Schiaretti y Llaryora por ahora no reestructurarán sus deudas en dólares

La Provincia debe pagar este año $25.323 millones entre capital e intereses, la mayoría nominado en dólares. El municipio afrontaba vencimientos por más de $1.000 millones, también la mayor parte en divisas. Sin embargo, parte ya se canceló en el primer trimestre. Los problemas de deuda llegarán en 2021 para el gobernador y en 2022 para la ciudad

A distancia. El gobernador apoyó la oferta nacional, pero por ahora no piensa en reformular el pasivo provincial

El Gobierno de Córdoba y la municipalidad local no analizan en lo inmediato reestructurar sus deudas al amparo de la negociación que hoy abrirá la Nación con pasivos bajo legislación extranjera por 66.328 millones de dólares.

La estrategia fue confirmada ayer a Comercio y Justicia por fuentes de ambas administraciones luego del anuncio del Gobierno nacional de la reestructuración de parte e sus pasivos.

Promos Naranja

Es que, a diferencia de la Nación, ni la Provincia ni la Municipalidad de Córdoba tienen por delante vencimientos de peso, al menos en el corto plazo.

Concretamente, de acuerdo a los datos oficiales informados oportunamente por el Ministerio de Finanzas, este año había vencimientos por 25.323,53 millones de pesos, entre capital e intereses. De ese monto, 21.890 millones de pesos eran pasivos en dólares traducidos a pesos a un tipo de cambio promedio de 67,1 pesos, conforme pautas macrofiscales del proyecto de Presupuesto 2020.

Sin embargo, parte de ese pasivo ya se canceló. Concretamente, en el primer trimestre hubo vencimientos de títulos de deuda nominados en dólares y emitidos en el mercado externo.

El remanente es manejable incluso en este contexto de fortísima crisis que afecta los ingresos de la Provincia y que en las últimas horas obligó a emitir bonos por 9 mil millones de pesos para pagar deudas con proveedores y contratistas.

En rigor, hay un análisis costo beneficio. Es que en principio, reestructurar hoy no sólo no sumaría en el cortísimo plazo sino que incluso complicaría la estrategia financiera iniciada hace ya tiempo por la Provincia para obtener crédito de organismos multilaterales y fondos de inversión, por ejemplo, kuwaities, para solventar la poca obra pública que sigue en marcha.

Con todo, el margen del gobernador Juan Schiaretti por delante es acotado.

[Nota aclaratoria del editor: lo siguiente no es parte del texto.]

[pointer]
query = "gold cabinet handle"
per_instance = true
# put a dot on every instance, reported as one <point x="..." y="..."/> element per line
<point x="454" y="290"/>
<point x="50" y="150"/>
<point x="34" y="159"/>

Es que en 2021, esto es el año próximo, la Provincia debe afrontar el vencimiento de capital por 725 millones de dólares del Título Internacional al 7,125% con vencimiento en 2021.

Ese bono emitido bajo legislación de Nueva York pero inscripto en Luxemburgo es hoy la principal preocupación de Schiaretti. 

Está claro que aún en una situación de estabilidad económica e ingresos en positivo, el pago de ese título hubiese exigido la emisión de otro bono para poder reunir los fondos para poder cancelar el primero.

Hoy, esa alternativa es absolutamente impensable. Con todo, desde el Ejecutivo prefieren esperar para tomar decisiones. A decir verdad, las preocupaciones hoy son mucho más urgentes que pensar en aquel vencimiento, por ejemplo el pago de sueldos y jubilaciones.

Por lo demás, y según los datos oficiales que informa la Provincia en su web, de los 166.795,07 millones de pesos de deuda que informaba el Gobierno al 29 de febrero pasado, 87.686,6 millones de pesos corresponde a deuda de corto plazo, esto es con vencimiento en los próximos cinco años. Ese pasivo sería el más acuciante por reformular, llegado el caso.

Por lo demás, el Gobierno provincial, al igual que el resto de los distritos federales, ya hicieron saber al Gobierno nacional el reclamo para refinanciar las deudas que mantienen con la administración de Alberto Fernández.

En el caso de Córdoba son 3.781 millones de pesos. No obstante, ese es el stock de deuda, no lo que debe pagarse este año. Como fuere, una renegociación de ese pasivo sumaría en una instancia de estrechez como la actual.

Según el proyecto de Presupuesto aprobado oportunamente, la Provincia estimaba un resultado financiero consolidado para este año de 32.215 millones de pesos negativo, principalmente por la ejecución de obra pública prevista y, según la argumentación oficial, para la “atención a los sectores más vulnerables de la sociedad mediante distintos programas de asistencia social”.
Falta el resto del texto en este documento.